I snorted. “I guess that’s a valid concern,” I mumbled.

I didn’t exactly have a history of being calm and rational when it came to Nick. When I finally found out he’d been cheating, I’d like to tell you that I acted with poise and grace, a vision of dignity in the face of unfathomable betrayal and heartache. What I actually did was lose my fucking mind. I flushed my wedding ring down the toilet and watered his houseplants with bleach. Then I called his mother to let her know what kind of a man she raised—and that was me just getting started. I’d shocked even myself with the levels of pettiness I was willing to sink to. The grand finale of the depths of my depravity was so embarrassing I forbade Alexis to bring it up to this day.

“Unless you have a date, I’m coming to see you,” she said.

“Ha. Right.” I sat on a gurney and put my forehead into my hand.

Since Nick, I had been through some of the worst online dating in the history of the internet. The amount of garbage I sifted through on Tinder over the last year was so bleak, Nick looked like Prince Charming by comparison.

“Still no luck?” she asked.

“Last month I went on a date with a guy who had a court-ordered Breathalyzer installed in his car because he’d had that many DUIs. He asked me to breathe into it so his car would start. There was the one who showed up to our coffee date with a swastika tattoo on his neck. The last date I went on, the guy’s wife, which I didn’t know he had, showed up to the Benihana and asked if this was what he was doing with the money he said he needed for the kids’ school supplies.

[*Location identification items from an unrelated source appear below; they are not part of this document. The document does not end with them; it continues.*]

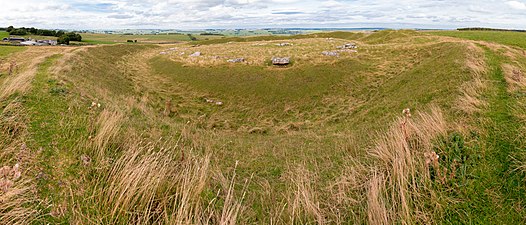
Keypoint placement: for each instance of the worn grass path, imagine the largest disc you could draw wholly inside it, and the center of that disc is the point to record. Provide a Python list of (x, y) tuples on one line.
[(495, 193)]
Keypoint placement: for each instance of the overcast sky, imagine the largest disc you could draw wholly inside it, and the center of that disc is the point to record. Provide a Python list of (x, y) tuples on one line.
[(197, 14)]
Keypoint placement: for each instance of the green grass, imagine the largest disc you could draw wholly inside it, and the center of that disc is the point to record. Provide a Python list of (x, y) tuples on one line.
[(337, 34), (507, 38), (274, 119), (5, 51), (147, 38), (57, 126), (3, 34), (492, 191)]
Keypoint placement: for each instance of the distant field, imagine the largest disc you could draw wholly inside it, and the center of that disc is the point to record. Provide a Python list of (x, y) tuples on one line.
[(149, 38), (508, 38), (6, 50), (3, 34), (408, 128)]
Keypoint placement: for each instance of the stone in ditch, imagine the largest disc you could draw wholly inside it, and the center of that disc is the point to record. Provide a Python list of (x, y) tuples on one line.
[(280, 61)]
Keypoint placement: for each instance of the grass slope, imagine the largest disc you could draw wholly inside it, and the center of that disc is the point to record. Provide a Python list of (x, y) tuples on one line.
[(310, 143), (507, 38)]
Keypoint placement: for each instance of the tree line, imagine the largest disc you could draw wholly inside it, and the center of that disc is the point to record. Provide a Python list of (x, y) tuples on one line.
[(487, 29), (62, 37)]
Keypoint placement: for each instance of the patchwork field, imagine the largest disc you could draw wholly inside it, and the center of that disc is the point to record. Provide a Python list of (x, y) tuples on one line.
[(408, 128)]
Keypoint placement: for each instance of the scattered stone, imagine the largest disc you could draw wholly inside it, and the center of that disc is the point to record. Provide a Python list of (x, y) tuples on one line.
[(213, 101), (238, 60), (16, 172), (280, 61), (348, 46), (5, 184), (94, 105), (330, 53), (85, 160), (284, 44), (5, 171), (257, 130)]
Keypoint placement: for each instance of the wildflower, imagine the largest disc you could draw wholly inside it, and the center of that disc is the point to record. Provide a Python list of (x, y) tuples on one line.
[(5, 184), (16, 172), (407, 112)]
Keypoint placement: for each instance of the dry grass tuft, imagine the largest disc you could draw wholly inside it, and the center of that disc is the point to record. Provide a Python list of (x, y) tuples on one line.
[(401, 176), (514, 76), (148, 185), (16, 197), (303, 201)]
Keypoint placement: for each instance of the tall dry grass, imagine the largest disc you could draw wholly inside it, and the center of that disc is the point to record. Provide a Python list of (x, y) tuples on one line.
[(303, 203), (400, 184), (108, 127), (152, 185)]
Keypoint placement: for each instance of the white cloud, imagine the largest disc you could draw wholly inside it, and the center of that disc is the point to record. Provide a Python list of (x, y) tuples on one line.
[(110, 14), (516, 5)]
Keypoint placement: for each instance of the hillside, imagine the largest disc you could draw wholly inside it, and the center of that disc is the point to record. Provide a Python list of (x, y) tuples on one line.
[(148, 134)]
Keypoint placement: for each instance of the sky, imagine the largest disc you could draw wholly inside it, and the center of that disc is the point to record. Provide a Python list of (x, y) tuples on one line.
[(199, 14)]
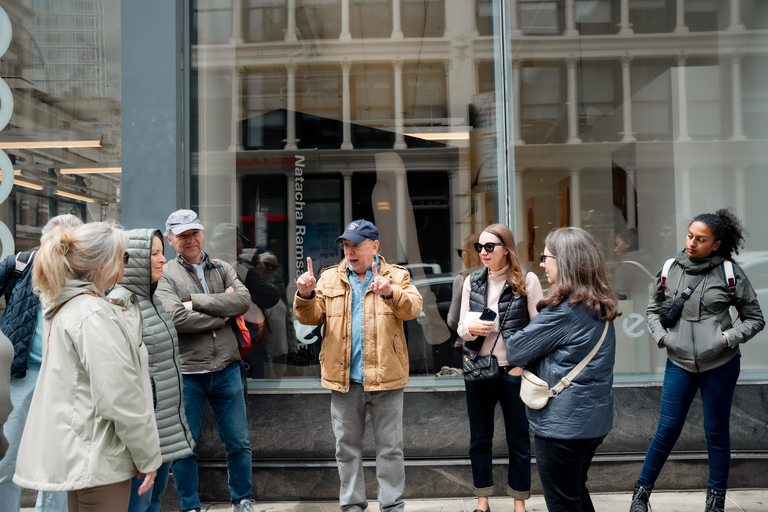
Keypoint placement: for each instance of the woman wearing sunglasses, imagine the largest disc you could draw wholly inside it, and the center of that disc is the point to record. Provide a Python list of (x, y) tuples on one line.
[(575, 319), (91, 424), (510, 294)]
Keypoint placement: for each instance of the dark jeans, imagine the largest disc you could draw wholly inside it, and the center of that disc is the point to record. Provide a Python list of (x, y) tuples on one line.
[(224, 391), (563, 465), (717, 387), (481, 406)]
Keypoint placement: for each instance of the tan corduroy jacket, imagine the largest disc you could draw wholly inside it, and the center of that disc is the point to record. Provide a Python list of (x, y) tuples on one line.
[(385, 354)]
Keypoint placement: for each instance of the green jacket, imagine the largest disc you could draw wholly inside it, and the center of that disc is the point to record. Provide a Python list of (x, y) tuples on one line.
[(91, 421), (162, 341), (206, 341), (695, 343)]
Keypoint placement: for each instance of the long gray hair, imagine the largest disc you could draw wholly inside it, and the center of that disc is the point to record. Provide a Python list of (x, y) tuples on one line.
[(582, 274)]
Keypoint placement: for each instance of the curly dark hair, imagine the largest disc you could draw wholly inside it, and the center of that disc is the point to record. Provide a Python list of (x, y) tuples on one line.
[(727, 228)]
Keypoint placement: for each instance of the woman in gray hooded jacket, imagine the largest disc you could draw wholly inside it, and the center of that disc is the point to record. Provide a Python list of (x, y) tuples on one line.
[(702, 348), (142, 272)]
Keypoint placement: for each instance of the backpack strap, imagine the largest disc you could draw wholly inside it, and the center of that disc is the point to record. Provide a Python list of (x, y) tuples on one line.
[(665, 272), (23, 259), (729, 274)]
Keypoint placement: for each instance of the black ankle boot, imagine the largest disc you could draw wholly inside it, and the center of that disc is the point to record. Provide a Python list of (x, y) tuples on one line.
[(715, 501), (640, 499)]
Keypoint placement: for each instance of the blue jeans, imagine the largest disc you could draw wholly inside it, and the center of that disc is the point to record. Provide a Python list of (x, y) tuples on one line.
[(150, 500), (717, 387), (563, 466), (481, 406), (10, 493), (224, 390)]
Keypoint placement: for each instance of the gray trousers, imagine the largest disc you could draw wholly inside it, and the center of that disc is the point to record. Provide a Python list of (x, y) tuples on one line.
[(348, 418)]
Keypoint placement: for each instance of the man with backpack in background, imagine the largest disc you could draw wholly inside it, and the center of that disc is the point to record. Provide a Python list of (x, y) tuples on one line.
[(22, 323)]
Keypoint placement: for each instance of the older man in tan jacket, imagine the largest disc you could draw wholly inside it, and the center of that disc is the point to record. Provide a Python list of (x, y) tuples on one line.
[(364, 360)]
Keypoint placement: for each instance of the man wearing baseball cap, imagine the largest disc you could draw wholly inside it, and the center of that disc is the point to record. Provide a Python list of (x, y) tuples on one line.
[(363, 302), (203, 296)]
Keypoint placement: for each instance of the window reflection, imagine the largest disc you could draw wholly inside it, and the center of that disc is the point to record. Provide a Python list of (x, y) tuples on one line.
[(626, 117)]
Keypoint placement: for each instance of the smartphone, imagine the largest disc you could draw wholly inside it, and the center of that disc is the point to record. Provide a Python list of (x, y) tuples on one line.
[(488, 315)]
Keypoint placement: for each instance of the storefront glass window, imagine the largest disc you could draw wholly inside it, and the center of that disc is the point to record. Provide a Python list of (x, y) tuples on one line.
[(624, 118), (60, 98), (358, 109)]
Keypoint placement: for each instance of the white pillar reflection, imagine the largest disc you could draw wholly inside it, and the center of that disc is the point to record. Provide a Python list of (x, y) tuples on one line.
[(573, 119), (570, 25), (680, 26), (290, 143), (575, 173), (345, 34), (397, 32), (290, 32), (738, 122), (346, 109), (399, 137), (682, 101), (626, 94), (625, 28)]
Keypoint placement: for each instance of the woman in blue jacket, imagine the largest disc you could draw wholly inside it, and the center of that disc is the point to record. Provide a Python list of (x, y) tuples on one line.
[(571, 320)]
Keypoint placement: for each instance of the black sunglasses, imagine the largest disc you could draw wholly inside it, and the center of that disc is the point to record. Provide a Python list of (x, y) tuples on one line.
[(543, 257), (489, 247)]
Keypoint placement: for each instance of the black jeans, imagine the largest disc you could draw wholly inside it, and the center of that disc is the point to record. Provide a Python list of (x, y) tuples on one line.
[(563, 465), (481, 406)]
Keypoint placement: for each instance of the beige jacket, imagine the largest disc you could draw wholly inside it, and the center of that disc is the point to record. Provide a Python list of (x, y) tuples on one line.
[(206, 341), (385, 354), (90, 422)]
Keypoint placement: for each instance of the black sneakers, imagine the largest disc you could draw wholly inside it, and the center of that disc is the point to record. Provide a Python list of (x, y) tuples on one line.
[(640, 499)]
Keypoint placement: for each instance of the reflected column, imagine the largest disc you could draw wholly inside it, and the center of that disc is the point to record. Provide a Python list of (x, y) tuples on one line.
[(576, 196), (290, 32), (290, 142), (680, 27), (290, 193), (736, 23), (237, 22), (347, 177), (517, 114), (740, 193), (573, 120), (685, 191), (514, 30), (397, 32), (738, 123), (345, 34), (626, 93), (682, 100), (625, 28), (399, 138), (570, 26), (236, 143), (400, 215), (346, 109)]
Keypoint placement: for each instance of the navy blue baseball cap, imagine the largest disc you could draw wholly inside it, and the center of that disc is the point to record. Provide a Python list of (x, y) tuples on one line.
[(358, 230)]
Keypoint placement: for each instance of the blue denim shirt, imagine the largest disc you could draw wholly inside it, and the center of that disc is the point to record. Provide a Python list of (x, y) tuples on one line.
[(356, 373)]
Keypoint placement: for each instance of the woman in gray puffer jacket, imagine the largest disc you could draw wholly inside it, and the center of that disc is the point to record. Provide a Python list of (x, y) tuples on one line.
[(702, 349), (143, 271)]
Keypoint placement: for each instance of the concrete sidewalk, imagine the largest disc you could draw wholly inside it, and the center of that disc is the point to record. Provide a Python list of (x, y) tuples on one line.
[(739, 500)]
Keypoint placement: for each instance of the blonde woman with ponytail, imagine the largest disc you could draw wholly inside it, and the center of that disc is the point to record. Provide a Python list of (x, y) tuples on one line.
[(91, 424)]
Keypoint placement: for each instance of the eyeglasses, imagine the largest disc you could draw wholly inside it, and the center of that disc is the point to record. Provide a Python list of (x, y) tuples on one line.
[(543, 257), (489, 247), (351, 247)]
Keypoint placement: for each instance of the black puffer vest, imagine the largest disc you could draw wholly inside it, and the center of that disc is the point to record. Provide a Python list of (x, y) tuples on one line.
[(516, 319)]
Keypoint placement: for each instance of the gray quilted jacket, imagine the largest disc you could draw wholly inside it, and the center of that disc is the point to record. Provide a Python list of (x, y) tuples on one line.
[(163, 345)]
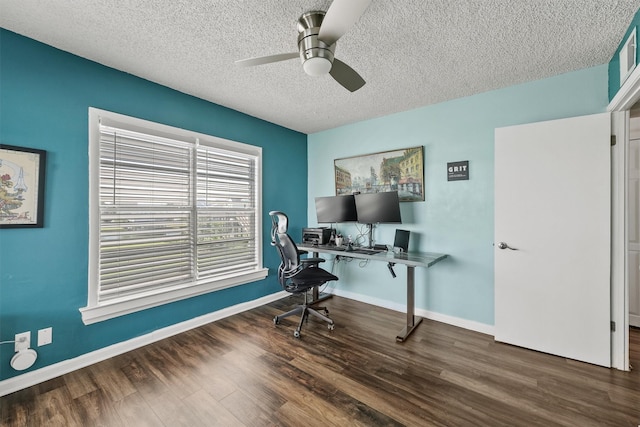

He told me he didn’t have kids.”

She must have blanched into the phone. “Oh, gross.”

“You have no idea how lucky you are that you found Daniel. Seriously. Make a sacrifice to the dating gods for that one.” I looked at my watch. “I gotta go, I’m on shift. I’ll call you after work.”

“Okay. But really call me, though,” she said.

“I will really call you.”

We hung up. I sat for a moment just staring at the wall. There was a pain-assessment chart hanging there. Little cartoon faces in various expressions over coinciding levels of pain. A green smiley face over the number zero. A red crying face over the number ten.